Improvement of LED-based photoacoustic imaging using lag-coherence factor (LCF) beamforming.

Background: Owing to its portability, affordability, and energy-efficiency, LED-based photoacoustic (PA) imaging is increasingly becoming popular when compared to its laser-based alternative, mainly for superficial vascular imaging applications. However, this technique suffers from low SNR and thereby limited imaging depth. As a result, visual image quality of LED-based PA imaging is not optimal, especially in sub-surface vascular imaging applications.

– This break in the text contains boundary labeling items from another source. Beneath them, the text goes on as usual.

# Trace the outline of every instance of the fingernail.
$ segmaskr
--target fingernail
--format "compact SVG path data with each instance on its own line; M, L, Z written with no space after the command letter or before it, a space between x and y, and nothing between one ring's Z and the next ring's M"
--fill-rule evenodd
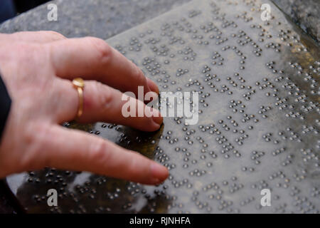
M152 180L158 180L154 184L163 182L168 177L168 169L159 163L153 162L150 166L150 170L152 175Z
M164 118L161 115L158 117L152 116L152 120L154 120L154 122L156 123L156 124L161 125L162 124L162 122L164 122Z
M146 78L146 82L148 83L149 88L151 90L151 91L156 93L159 94L159 88L158 86L151 79Z

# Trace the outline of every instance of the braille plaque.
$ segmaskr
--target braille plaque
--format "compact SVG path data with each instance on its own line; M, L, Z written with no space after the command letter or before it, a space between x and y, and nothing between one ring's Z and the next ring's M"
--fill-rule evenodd
M65 124L170 176L156 187L54 168L10 176L27 212L319 212L319 48L271 1L196 0L107 41L161 92L198 92L198 121L166 117L151 133Z

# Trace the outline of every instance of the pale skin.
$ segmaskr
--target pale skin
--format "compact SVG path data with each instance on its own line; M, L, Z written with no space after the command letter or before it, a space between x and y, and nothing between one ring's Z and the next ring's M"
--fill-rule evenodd
M89 171L146 185L159 185L168 170L139 153L63 122L102 121L156 131L163 119L124 118L122 93L159 93L157 86L104 41L66 38L53 31L0 33L0 71L12 100L0 142L0 178L45 167ZM83 114L72 80L85 80ZM137 101L143 103L142 101Z

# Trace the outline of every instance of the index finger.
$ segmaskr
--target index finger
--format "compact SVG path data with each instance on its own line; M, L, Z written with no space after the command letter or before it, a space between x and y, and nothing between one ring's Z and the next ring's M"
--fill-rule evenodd
M122 92L138 95L138 86L144 93L159 93L157 86L142 71L105 41L86 37L61 40L47 44L58 76L73 79L82 77L96 80Z
M147 185L160 184L169 175L164 166L85 132L53 125L46 135L42 142L45 151L36 158L41 166L88 171Z

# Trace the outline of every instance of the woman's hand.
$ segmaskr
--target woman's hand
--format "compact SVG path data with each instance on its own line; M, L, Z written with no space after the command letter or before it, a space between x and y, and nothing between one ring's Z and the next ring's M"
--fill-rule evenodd
M71 81L81 77L85 80L84 108L78 122L159 128L161 117L122 115L120 91L137 95L138 86L144 93L159 89L104 41L66 38L51 31L0 34L0 70L12 99L0 144L0 177L46 166L149 185L167 177L166 167L137 152L58 125L77 115L79 97Z

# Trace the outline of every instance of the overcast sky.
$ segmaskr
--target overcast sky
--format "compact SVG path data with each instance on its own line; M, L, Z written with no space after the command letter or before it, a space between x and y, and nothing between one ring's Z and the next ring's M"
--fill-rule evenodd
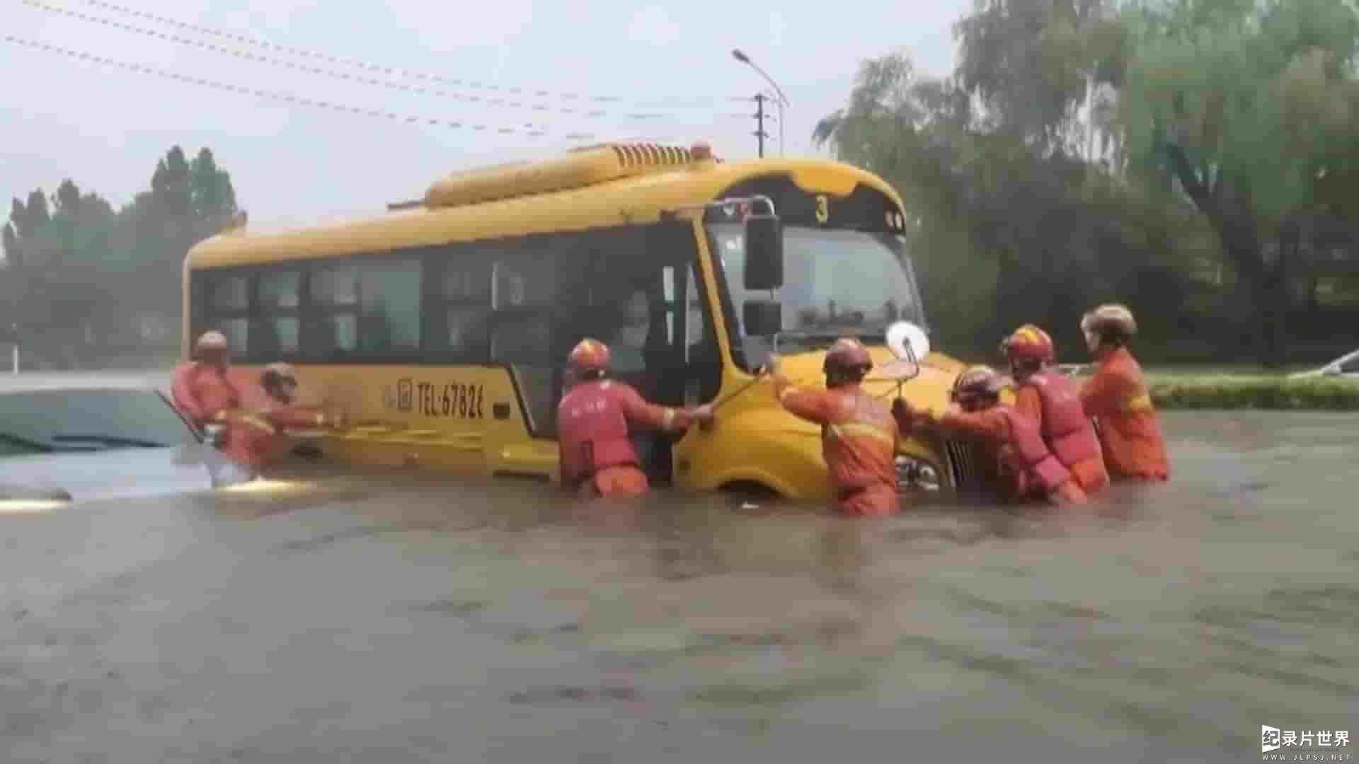
M953 67L951 23L970 0L852 0L762 10L753 3L692 0L641 5L614 0L564 3L495 0L485 4L427 0L3 0L0 72L0 215L8 197L35 186L49 193L63 178L96 190L116 205L147 188L155 160L171 144L192 156L212 147L232 177L251 227L277 227L381 211L416 198L443 174L462 167L559 154L584 139L709 140L720 156L753 156L753 105L728 101L765 87L734 61L743 49L787 94L788 155L811 152L815 121L840 107L864 57L905 50L921 69ZM480 11L455 12L450 8ZM53 8L65 11L54 12ZM588 12L586 12L588 8ZM120 12L135 10L137 15ZM319 67L334 75L443 88L413 94L326 73L243 60L73 14L249 52L275 61ZM147 15L246 35L342 60L438 75L401 79L336 61L265 50L208 31L177 29ZM223 92L15 45L4 37L152 67L251 90L376 109L402 118L522 128L549 135L497 135L337 113ZM476 84L473 84L476 83ZM522 87L548 95L507 95L520 107L488 105L480 86ZM564 94L617 97L582 103ZM564 113L572 106L603 116ZM643 118L641 116L651 116ZM771 125L777 152L777 125Z

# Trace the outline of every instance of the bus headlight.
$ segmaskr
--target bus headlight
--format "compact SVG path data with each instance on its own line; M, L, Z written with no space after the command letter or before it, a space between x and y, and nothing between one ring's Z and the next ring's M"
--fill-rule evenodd
M939 468L916 457L897 454L897 489L939 489Z

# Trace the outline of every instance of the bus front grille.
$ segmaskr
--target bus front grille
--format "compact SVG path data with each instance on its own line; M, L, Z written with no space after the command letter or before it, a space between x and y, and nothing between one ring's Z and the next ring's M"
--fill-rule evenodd
M955 491L976 489L981 485L981 474L977 470L977 455L972 450L972 443L959 440L945 440L945 451L949 454L949 473L953 476Z

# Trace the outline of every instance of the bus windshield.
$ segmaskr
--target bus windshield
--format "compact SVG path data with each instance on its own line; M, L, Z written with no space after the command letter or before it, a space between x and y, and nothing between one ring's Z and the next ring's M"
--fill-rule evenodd
M747 299L768 299L746 291L742 279L745 245L737 223L708 227L718 272L731 298L727 325L737 362L756 368L772 349L766 337L746 337L741 326ZM825 347L839 336L882 341L893 321L925 326L905 238L897 234L852 230L784 227L784 285L781 344L799 349Z

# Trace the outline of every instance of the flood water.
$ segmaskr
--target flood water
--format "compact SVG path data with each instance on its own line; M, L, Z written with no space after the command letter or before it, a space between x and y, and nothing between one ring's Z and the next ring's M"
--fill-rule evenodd
M1359 417L1165 420L1173 483L1095 517L391 474L0 517L0 760L1242 761L1261 725L1359 737Z

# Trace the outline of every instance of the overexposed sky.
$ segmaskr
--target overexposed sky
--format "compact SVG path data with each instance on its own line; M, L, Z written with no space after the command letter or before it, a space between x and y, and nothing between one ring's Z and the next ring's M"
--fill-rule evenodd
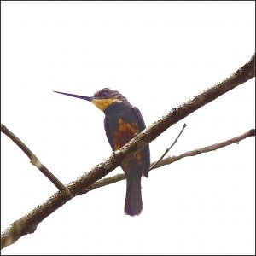
M147 125L222 81L255 51L254 2L2 2L1 122L64 183L111 154L104 115L84 96L110 87ZM255 80L150 143L156 160L255 128ZM1 230L56 189L1 136ZM255 139L143 178L143 210L124 214L125 182L77 196L3 254L253 254ZM120 173L120 167L110 175Z

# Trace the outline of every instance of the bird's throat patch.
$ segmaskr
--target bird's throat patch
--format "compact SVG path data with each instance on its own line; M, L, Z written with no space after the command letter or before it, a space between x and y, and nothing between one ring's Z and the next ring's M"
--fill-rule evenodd
M91 102L101 110L104 111L108 106L116 102L121 102L118 99L93 99Z

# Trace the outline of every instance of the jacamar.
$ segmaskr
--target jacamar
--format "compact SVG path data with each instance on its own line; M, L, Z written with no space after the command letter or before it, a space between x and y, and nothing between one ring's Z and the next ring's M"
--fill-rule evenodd
M105 131L113 151L121 148L146 128L138 108L131 105L117 90L103 88L93 96L54 92L89 101L103 111ZM149 146L125 156L120 166L126 177L125 212L131 216L138 215L143 209L141 178L142 176L148 177L149 172Z

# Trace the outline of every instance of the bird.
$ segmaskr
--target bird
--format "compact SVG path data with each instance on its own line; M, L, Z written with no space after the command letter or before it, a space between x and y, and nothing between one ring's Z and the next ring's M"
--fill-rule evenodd
M90 102L102 110L105 114L106 135L113 151L120 148L146 128L139 109L117 90L103 88L92 96L54 92ZM143 210L141 179L143 176L148 177L150 167L148 144L136 154L126 155L120 166L126 179L125 213L130 216L139 215Z

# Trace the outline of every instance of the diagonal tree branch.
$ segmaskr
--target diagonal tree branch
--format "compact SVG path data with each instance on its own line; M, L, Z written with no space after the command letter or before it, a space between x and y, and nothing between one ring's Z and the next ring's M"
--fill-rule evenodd
M42 220L73 197L82 194L86 188L119 166L126 154L143 148L173 124L215 100L221 95L253 78L255 73L254 66L255 55L253 55L247 63L240 67L223 82L209 88L195 96L193 100L189 101L178 108L172 108L170 113L153 123L121 148L113 152L107 160L92 168L90 172L84 174L77 180L70 183L67 185L71 192L70 195L57 192L28 214L14 222L1 235L1 248L15 242L24 235L34 232Z
M30 159L30 162L38 167L39 171L45 175L60 191L69 195L70 192L38 160L38 158L20 140L14 133L1 124L1 131L9 137Z
M197 154L203 154L203 153L208 153L211 151L214 151L214 150L218 150L219 148L227 147L230 144L234 144L234 143L239 143L241 141L249 137L255 137L255 129L251 129L248 131L237 136L237 137L234 137L230 139L228 139L226 141L221 142L221 143L218 143L207 147L204 147L204 148L197 148L195 150L191 150L191 151L188 151L186 153L183 153L182 154L179 154L177 156L167 156L165 159L161 160L160 161L155 161L153 162L151 164L151 168L150 171L154 170L154 169L157 169L160 168L163 166L166 165L170 165L173 162L178 161L179 160L185 158L185 157L189 157L189 156L195 156ZM102 178L97 182L96 182L95 183L93 183L92 185L89 186L86 189L84 189L84 193L87 193L89 191L91 191L93 189L101 188L101 187L104 187L112 183L115 183L119 181L124 180L125 178L125 173L121 173L121 174L117 174L115 176L112 176L109 177L105 177Z

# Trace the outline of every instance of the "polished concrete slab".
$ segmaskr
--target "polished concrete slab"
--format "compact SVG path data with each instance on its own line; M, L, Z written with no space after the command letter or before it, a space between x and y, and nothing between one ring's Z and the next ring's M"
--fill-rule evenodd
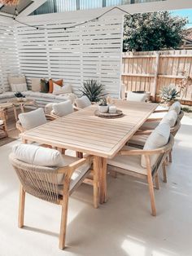
M155 191L151 215L148 188L124 175L107 177L108 201L92 206L92 188L71 196L67 248L60 251L60 207L26 197L25 227L17 227L19 182L8 161L15 141L0 148L0 256L191 256L192 119L177 135L168 183ZM160 173L160 177L162 177Z

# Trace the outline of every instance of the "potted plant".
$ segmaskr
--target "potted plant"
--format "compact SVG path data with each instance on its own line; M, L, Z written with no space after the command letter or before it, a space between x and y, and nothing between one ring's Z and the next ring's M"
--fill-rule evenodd
M98 111L100 113L107 113L109 109L109 106L107 104L107 99L103 99L98 105Z
M23 101L25 95L24 95L21 92L18 91L15 94L15 96L17 98L18 101Z
M79 90L91 102L99 102L107 95L104 93L104 86L93 79L84 82Z
M159 95L161 99L161 103L165 104L167 106L171 106L179 96L179 91L177 90L175 86L169 85L161 88Z

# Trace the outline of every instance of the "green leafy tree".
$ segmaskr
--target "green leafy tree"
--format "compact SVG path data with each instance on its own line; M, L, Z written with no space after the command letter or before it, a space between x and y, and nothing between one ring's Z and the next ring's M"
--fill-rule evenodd
M185 36L186 18L169 11L138 13L124 16L124 51L177 48Z

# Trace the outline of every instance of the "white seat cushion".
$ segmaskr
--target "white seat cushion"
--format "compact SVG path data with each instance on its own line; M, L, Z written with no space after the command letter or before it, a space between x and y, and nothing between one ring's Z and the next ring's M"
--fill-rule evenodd
M137 150L138 148L124 146L123 150ZM141 166L141 156L116 156L107 161L107 164L123 169L122 173L126 174L126 170L146 175L146 169Z
M30 130L46 123L46 115L41 108L28 113L20 113L18 118L25 130Z
M143 150L152 150L159 148L166 145L170 136L170 126L167 123L159 125L147 138ZM152 167L159 157L159 154L150 157L151 166ZM141 165L143 168L146 167L146 157L142 156Z
M146 93L127 92L127 100L129 101L145 102L146 100Z
M64 117L73 113L73 107L70 100L53 104L53 113L58 117Z
M62 156L55 149L43 148L33 144L19 144L12 148L14 157L25 163L32 166L44 167L62 167L68 166L70 164L79 160L77 157L70 156ZM76 183L85 174L90 168L90 164L85 163L78 167L72 175L70 189L72 189ZM56 170L57 169L55 169ZM64 174L57 174L57 183L59 185L63 184ZM60 188L59 189L62 189Z
M128 141L129 144L144 146L149 135L133 135L131 139Z
M75 103L76 107L80 108L85 108L91 105L91 102L87 96L82 96L81 98L76 99Z
M161 120L160 124L168 123L170 127L173 127L177 119L177 113L175 110L170 110Z
M177 113L177 115L180 113L181 109L181 104L179 103L179 101L176 101L173 103L173 104L171 105L171 107L169 108L169 111L170 110L175 110Z

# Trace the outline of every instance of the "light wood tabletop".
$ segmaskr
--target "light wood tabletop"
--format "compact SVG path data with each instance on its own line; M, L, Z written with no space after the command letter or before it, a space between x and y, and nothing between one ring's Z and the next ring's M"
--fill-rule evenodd
M116 100L124 116L96 117L92 105L21 134L24 142L37 142L94 156L100 176L100 202L106 201L107 159L112 158L157 108L157 104Z

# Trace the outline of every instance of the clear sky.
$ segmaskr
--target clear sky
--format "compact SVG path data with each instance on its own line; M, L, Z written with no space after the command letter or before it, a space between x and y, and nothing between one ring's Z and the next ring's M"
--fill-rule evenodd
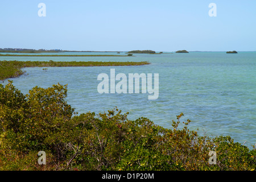
M3 0L0 20L0 48L256 51L255 0Z

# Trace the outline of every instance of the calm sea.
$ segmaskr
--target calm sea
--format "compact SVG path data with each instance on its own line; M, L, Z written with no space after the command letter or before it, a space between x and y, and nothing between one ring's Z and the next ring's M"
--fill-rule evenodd
M48 53L43 54L55 54ZM65 52L60 54L117 53ZM119 55L119 54L118 54ZM120 55L125 55L121 52ZM191 52L161 55L133 54L134 57L0 57L18 61L148 61L150 65L131 67L26 68L26 75L12 78L24 93L36 85L43 88L68 84L67 101L79 113L106 112L117 106L129 111L129 118L148 118L155 124L172 128L172 119L183 113L189 128L209 136L229 135L249 148L256 143L256 52ZM159 73L159 93L100 94L101 73ZM153 74L154 75L154 74ZM5 81L3 84L7 84ZM182 124L182 122L181 122ZM181 125L180 127L183 126Z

Purpose: Combination of linear ultrasound (US) probes and LED arrays are the most common implementation in LED-based PA imaging, which is currently being explored for different clinical imaging applications. Traditional delay-and-sum (DAS) is the most common beamforming algorithm in linear array-based PA detection. Side-lobes and reconstruction-related artifacts make the DAS performance unsatisfactory and poor for a clinical-implementation. In this work, we explored a new weighting-based image processing technique for LED-based PAs to yield improved image quality when compared to the traditional methods.

Methods: We are proposing a lag-coherence factor (LCF), which is fundamentally based on the combination of the spatial auto-correlation of the detected PA signals. In LCF, the numerator contains lag-delay-multiply-and-sum (DMAS) beamformer instead of a conventional DAS beamformer. A spatial auto-correlation operation is performed between the detected US array signals before using DMAS beamformer. We evaluated the new method on both tissue-mimicking phantom (2D) and human volunteer imaging (3D) data acquired using a commercial LED-based PA imaging system.

Results: Our novel correlation-based weighting technique showed LED-based PA image quality improvement when it is combined with conventional DAS beamformer. Both phantom and human volunteer imaging results gave a direct confirmation that by introducing LCF, image quality was improved and this method could reduce side-lobes and artifacts when compared to the DAS and coherence-factor (CF) approaches. Signal-to-noise ratio, generalized contrast-to-noise ratio, contrast ratio and spatial resolution were evaluated and compared with conventional beamformers to assess the reconstruction performance in a quantitative way. Results show that our approach offered image quality enhancement with an average signal-to-noise ratio and spatial resolution improvement of around 20% and 25% respectively, when compared with conventional CF based DAS algorithm.

Conclusions: Our results demonstrate that the proposed LCF based algorithm performs better than the conventional DAS and CF algorithms by improving signal-to-noise ratio and spatial resolution. Therefore, our new weighting technique could be a promising tool to improve the performance of LED-based PA imaging and thus accelerate its clinical translation.